Personagens inspirados em figuras reais
O personagem Dino, vivido por Raphael Logam, carrega traços do lendário Castor de Andrade, o “rei do bicho”, que era tão influente que financiava escolas de samba, times de futebol e políticos. Já o conflito entre as irmãs Guerra ecoa histórias reais, como a disputa entre Shanna e Tamara Garcia, herdeiras de Maninho Garcia, outro nome famoso do jogo do bicho e ex-patrono da Acadêmicos do Salgueiro.
Mesmo com nomes e rostos diferentes, os arquétipos são os mesmos: o bicheiro de terno branco, o genro ambicioso, a herdeira rebelde, a esposa estrategista. Todos eles aparecem, de alguma forma, na história recente do Rio.
Violência e poder
A brutalidade da série também reflete o que realmente acontecia (e ainda acontece) fora da ficção.
A disputa entre famílias do jogo do bicho gerou décadas de homicídios, atentados e traições. De 1999 a 2007, a guerra entre Rogério Andrade e Fernando Iggnácio teria deixado mais de 50 mortos.

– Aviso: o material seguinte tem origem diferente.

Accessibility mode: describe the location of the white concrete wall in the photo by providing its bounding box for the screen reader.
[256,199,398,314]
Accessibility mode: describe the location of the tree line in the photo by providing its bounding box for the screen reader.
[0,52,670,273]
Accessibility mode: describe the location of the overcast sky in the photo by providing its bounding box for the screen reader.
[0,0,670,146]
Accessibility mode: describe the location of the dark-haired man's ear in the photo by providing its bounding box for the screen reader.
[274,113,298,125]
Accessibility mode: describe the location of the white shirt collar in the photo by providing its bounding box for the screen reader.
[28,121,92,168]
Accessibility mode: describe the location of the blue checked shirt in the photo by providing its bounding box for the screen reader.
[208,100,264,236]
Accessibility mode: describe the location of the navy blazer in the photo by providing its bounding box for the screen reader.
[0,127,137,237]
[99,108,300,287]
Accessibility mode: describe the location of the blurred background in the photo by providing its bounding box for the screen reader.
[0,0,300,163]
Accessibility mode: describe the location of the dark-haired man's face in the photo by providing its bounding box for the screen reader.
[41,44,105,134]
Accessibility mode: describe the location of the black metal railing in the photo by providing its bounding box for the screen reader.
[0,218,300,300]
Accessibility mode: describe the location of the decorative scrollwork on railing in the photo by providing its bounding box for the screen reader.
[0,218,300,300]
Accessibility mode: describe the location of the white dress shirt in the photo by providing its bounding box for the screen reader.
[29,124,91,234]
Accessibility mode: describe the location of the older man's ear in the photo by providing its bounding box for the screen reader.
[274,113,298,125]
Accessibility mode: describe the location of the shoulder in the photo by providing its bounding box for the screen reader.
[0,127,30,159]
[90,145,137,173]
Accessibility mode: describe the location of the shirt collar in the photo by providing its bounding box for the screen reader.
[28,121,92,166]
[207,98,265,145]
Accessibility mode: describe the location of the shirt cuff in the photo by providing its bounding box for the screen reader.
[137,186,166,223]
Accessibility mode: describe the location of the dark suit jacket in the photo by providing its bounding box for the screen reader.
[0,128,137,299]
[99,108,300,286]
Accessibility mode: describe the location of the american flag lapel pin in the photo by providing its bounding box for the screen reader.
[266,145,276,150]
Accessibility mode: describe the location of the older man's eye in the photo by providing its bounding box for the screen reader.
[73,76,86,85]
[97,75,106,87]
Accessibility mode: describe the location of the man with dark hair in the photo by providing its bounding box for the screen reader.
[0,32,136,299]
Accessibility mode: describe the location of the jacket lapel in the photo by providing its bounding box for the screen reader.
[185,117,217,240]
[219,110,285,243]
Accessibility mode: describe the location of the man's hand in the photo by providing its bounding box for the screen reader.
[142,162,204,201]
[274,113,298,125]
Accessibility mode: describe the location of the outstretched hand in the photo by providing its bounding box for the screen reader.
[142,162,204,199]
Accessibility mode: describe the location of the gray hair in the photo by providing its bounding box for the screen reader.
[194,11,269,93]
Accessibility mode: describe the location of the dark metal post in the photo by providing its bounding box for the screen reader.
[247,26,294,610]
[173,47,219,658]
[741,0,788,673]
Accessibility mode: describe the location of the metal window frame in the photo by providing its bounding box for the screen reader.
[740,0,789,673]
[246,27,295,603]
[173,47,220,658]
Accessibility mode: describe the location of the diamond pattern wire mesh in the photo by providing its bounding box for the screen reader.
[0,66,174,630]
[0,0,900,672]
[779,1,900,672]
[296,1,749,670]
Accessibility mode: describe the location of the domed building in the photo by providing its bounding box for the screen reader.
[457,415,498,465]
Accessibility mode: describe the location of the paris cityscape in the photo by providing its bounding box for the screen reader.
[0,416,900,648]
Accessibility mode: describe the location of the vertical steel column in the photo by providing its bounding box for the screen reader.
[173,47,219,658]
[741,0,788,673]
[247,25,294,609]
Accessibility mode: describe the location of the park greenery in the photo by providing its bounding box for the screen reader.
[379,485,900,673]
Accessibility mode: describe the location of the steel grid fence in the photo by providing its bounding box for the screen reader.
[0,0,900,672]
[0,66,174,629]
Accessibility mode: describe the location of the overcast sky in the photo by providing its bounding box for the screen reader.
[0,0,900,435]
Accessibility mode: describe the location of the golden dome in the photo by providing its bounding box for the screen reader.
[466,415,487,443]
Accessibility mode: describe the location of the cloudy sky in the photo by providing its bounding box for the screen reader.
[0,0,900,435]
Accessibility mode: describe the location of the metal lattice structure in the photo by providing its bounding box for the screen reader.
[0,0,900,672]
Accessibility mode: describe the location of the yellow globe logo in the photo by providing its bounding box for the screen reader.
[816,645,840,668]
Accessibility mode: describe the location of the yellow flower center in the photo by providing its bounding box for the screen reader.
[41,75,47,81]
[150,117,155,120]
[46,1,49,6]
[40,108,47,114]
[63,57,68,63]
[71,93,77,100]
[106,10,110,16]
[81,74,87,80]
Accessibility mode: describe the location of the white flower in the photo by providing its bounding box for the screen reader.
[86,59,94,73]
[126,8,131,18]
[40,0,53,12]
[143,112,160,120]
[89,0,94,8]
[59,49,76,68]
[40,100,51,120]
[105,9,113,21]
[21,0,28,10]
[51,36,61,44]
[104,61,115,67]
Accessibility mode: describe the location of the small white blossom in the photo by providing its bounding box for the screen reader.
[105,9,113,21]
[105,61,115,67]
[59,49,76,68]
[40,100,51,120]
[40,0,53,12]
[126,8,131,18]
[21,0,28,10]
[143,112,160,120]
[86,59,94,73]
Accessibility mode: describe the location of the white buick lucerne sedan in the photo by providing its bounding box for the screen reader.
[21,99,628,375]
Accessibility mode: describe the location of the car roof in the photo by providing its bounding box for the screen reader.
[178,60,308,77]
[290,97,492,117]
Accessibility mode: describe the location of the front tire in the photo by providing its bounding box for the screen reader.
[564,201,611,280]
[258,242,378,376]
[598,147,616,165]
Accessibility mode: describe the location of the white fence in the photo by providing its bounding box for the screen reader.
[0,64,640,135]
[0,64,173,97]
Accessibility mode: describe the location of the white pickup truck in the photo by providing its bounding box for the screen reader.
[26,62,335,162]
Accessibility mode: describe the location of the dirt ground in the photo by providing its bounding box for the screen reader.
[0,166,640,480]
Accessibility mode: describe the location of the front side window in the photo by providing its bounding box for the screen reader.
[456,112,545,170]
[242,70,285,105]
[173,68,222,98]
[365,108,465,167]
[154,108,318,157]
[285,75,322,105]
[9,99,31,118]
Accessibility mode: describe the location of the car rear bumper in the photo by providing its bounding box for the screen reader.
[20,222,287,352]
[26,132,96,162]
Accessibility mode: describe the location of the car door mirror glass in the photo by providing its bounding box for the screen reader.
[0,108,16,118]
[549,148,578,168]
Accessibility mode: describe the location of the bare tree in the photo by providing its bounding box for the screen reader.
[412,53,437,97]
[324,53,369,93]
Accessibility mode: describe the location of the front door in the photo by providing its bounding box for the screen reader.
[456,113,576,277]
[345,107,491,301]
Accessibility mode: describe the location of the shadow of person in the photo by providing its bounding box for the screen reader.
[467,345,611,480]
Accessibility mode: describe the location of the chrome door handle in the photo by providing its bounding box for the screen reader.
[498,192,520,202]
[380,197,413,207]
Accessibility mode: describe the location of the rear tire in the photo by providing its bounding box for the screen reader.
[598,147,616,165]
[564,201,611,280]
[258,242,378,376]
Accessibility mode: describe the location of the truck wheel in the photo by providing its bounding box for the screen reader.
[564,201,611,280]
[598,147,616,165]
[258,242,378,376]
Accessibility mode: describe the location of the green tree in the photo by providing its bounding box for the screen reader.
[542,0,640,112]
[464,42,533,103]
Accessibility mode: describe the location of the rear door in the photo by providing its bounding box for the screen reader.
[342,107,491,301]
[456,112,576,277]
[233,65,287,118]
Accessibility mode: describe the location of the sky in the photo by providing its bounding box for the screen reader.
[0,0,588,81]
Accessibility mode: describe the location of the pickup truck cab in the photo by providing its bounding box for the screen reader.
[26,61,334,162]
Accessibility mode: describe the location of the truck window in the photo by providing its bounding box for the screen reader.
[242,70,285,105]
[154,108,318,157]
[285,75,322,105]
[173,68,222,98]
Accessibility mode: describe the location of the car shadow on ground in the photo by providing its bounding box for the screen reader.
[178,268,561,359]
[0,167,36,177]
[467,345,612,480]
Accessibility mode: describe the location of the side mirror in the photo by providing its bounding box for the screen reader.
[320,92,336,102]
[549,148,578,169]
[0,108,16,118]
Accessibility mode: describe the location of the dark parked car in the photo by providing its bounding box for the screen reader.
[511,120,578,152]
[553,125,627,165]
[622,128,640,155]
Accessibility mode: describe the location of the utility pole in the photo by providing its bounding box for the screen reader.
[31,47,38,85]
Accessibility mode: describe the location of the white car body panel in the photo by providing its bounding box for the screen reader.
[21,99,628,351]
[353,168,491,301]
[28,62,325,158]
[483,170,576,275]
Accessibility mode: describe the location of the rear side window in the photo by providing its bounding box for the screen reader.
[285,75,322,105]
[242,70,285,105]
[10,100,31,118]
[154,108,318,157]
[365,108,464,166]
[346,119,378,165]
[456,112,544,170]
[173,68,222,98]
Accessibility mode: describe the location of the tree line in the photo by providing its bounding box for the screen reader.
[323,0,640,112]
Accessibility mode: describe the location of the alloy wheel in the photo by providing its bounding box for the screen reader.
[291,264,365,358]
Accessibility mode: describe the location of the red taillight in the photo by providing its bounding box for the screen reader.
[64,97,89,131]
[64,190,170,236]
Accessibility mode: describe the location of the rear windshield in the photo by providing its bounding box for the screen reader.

Na série, a violência é constante, mas sempre estilizada, como parte de uma engrenagem de poder.
Samba, política e crime
Outra conexão direta com a realidade é o envolvimento dos bicheiros com o Carnaval e a política. Castor de Andrade foi patrono da Mocidade Independente de Padre Miguel, e muitos contraventores usaram as escolas de samba como vitrine social.
A série traduz isso em cenas exuberantes de desfiles, alianças e festas, mostrando que, no Rio, crime e cultura dançaram lado a lado.
Se você tem interesse em saber mais deste universo e o que de fato aconteceu na trama carioca, recomendamos a série e podcast produzida pelo Globoplay: "Vale o Escrito: a guerra do Jogo do Bicho".
O que é pura ficção
Apesar das referências reais, Os Donos do Jogo não é um retrato literal.
As famílias Fernandez, Saad, Moraes e Guerra são criações originais, e os acontecimentos da trama, assassinatos, alianças, amores proibidos e golpes, foram inventados para dar ritmo e drama.
Heitor Dhalia definiu o projeto como uma “máfia tropical”, que usa a realidade como base, mas sem compromisso documental.
E o jogo mudou
Um toque moderno na narrativa é a introdução das bets e apostas online, mostrando como o crime precisa se reinventar. E sim, isso também tem um pé na realidade, investigações recentes apontam que antigos banqueiros do bicho migraram seus lucros para plataformas digitais.
Real ou não
No fim, Os Donos do Jogo é uma ficção com gosto de verdade. Um retrato do Rio que mistura crime, glamour e herança familiar, tudo embalado em visual cinematográfico e trilha afiada.
A série pode não mostrar nomes reais, mas fala de um Brasil que existe, ainda que escondido atrás dos tamborins.